Cette année Art Unlimited consacré aux œuvres surdimensionnées compte 78 projets. Soulignons Giuseppe Penone avec un arbre creux tranché de la base à la cime gorgé de sève cristallisée et le chinois Yang Fudong attire notre attention avec une projection à 5 écrans s’inspirant de l’atmosphère de Shanghai des années 1920-30.

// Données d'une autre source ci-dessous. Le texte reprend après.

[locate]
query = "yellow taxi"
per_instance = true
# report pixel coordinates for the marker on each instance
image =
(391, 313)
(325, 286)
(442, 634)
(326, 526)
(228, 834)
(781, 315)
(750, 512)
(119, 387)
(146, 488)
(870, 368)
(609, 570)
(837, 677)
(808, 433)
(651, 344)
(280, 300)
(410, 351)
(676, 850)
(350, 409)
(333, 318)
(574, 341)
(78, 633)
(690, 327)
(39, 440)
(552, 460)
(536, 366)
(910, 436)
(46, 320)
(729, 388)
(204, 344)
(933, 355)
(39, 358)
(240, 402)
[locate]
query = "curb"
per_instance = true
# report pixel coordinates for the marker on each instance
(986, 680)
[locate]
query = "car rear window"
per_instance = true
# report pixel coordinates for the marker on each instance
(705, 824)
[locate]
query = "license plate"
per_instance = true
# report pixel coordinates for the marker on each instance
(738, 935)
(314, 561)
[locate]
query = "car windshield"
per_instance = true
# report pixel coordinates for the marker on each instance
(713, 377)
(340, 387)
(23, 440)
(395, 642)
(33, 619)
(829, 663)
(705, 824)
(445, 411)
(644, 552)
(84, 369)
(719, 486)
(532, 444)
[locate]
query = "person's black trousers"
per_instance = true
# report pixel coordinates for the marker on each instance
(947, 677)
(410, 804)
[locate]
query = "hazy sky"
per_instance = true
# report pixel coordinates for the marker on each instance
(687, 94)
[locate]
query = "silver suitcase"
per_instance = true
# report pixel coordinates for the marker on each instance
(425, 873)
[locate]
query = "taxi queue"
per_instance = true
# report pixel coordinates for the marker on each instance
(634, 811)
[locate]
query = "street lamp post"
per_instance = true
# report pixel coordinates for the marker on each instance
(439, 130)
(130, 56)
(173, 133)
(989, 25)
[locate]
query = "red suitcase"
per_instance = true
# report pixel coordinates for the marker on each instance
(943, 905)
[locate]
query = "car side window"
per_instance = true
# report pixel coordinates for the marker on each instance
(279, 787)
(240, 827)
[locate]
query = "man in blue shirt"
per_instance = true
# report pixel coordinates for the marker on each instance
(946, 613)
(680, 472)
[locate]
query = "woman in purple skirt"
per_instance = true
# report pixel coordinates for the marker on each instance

Le charme opère toujours à Bâle, la ville entre en vibration des œuvres fleurissent partout dans la ville et l’on ressent toujours la même excitation lorsque nous franchissons les portes compte tenu de l’imprévisibilité de la réalité visuelle qui nous attend. Nous offrant le plus étonnant des déballages, comme ce souvenir d’il y a quelques années sur le stand des Nahmad, 16 Miro d’une série de 23, peints en 1936 « The Masonite Series », 12 provenaient des plus grands musées et collections privées, exposés uniquement à Bâle pour quelques jours afin de participer à la mise en valeur de seulement 4 tableaux qui étaient mis en vente.
Les rencontres impromptues comme les petits événements people rythment la semaine. Jeudi l’artiste Suisse Milo Moiré a été refoulée après avoir tenter d’entrer nue à la foire. Il y a quelques années, 15 minutes après l’ouverture Brad Pitt achète tout le stand de la Milanaise Rosanna Orlandi.
Qui est ou sera la star montante ? Des artistes ajoutent ici un ou deux zéros au prix de leurs œuvres en quelques années ou d’une foire à l’autre, un jeu de super-riches. Ici le délit d’initié n’existe pas, il est fortement encouragé, certainement le marché le moins régulé qui existe. L’art est en guerre permanente et c’est une guerre qu’elle ne peut perdre, comme la vie qui se renouvelle sans cesse.